Shadow Home Secretary Yvette Cooper said: “Updated guidance just published by Home Office shows even this first step does NOT apply to wider family. What are they thinking? What about people struggling to get elderly parents here, or Ukrainians who can’t come stay with sister or brother here?
“Shameful of Govt to refuse to even help other relatives in a terrible European war like this. Home Office must immediately extend this to wider family members and then they must set out a broader sanctuary route so UK also does its bit to help other Ukrainians too.”

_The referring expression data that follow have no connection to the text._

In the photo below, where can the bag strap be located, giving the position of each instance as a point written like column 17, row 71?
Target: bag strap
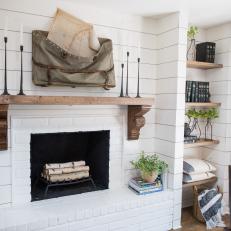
column 53, row 67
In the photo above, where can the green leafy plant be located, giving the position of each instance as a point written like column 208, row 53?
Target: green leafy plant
column 149, row 164
column 202, row 114
column 192, row 113
column 212, row 114
column 192, row 31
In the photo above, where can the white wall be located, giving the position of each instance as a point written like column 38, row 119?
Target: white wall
column 169, row 107
column 220, row 87
column 163, row 71
column 107, row 24
column 219, row 80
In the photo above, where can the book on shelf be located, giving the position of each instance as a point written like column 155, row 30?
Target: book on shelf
column 197, row 91
column 141, row 187
column 190, row 139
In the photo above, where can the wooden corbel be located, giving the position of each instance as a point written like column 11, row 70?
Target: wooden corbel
column 136, row 120
column 3, row 127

First Minister of Scotland Nicola Sturgeon shared the Home Office guidance, expressing her profound disagreement with the offer: “Restricting to family members too limited and defining ‘family member’ so narrowly compounds this.
“UK Home Office must lift visa requirement for all Ukrainians seeking entry to UK as other countries doing. Anything less is unacceptable.”
‘Note the language’ of Boris Johnson’s offer, migrants rights campaigner says
Meanwhile, a No 10 press release also sparked backlash after announcing prime minister Boris Johnson “confirmed that any person settled in the UK will be able to bring their Ukrainian immediate family members to join them here.”
But migrant rights campaigner Alexandra Bulat urged people to “note the language”.
“’Any person settled in the UK’… ‘immediate family’. I am looking forward to see the detail. Also, safe routes to claim asylum should be for all,” she said.
One Twitter user said “immediate family” means children under 18 and spouses. “Sometimes parents, but not always”, the person said, adding: “Very few will benefit. Also doesn’t clarify if they will still need to apply for a visa”.
EU ‘has opened up options for Ukrainian citizens’
International refugee law specialist Daniel Sohege highlighted that, by contrast to the UK’s response to the humanitarian crisis, “the EU has opened options for Ukrainian citizens”.
It comes as the European Union announced that Ukrainian refugees are welcome into member countries for three years without applying for asylum.
Countries in the EU have gone even further than the bloc-wide announcement. Slovakia announced Ukrainians coming to the country will get a “temporary status with free healthcare and legal work possibility.”
“For Ukrainians, public transport is free of charge. There is food and beverages at the border,” government official Livia Vasakova said.